Quoi qu'il en soit, suite à la tentative d'attentat de Noël dernier, la communauté internationale s'est particulièrement mobilisée à l'initiative, notamment, de Gordon Brown, qui a réuni à Londres le 27 janvier une conférence interministérielle réunissant outre les États-Unis et le Canada, vingt-cinq pays d'Europe. Un groupe des amis du Yémen, auquel la France participe et qui est formé de deux sections – Finance et gouvernance, Justice et État de droit – a été créé à cette occasion. Une réunion ministérielle est prévue à Riyad à la fin du mois de mai ou au début du mois de juin ainsi que la remise d'un rapport à l'Assemblée générale des Nations unies visant à mobiliser l'aide internationale.
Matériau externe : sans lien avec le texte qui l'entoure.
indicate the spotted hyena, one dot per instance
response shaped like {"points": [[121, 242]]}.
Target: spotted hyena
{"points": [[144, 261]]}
Enfin, la France considère le Yémen comme un pays important dont la déstabilisation aurait des conséquences graves pour nos intérêts. Nous entretenons avec lui de bonnes relations politiques : le Président Saleh s'est ainsi rendu à Paris en 2007, peu après sa réélection, et nous disposons d'une ambassade avec des coopérants, un attaché de défense et un attaché de sécurité intérieure. J'ajoute qu'au mois de janvier, des consultations ont eu lieu au niveau des secrétaires généraux des ministères des affaires étrangères. Nous soutenons donc le gouvernement yéménite – lors de la crise dite « sixième guerre de Saada », nous avons rappelé notre attachement à l'unité, à la souveraineté ainsi qu'à la stabilité du pays –, non sans l'inviter à reprendre prestement le processus de dialogue politique sans lequel aucune solution ne pourra être envisagée.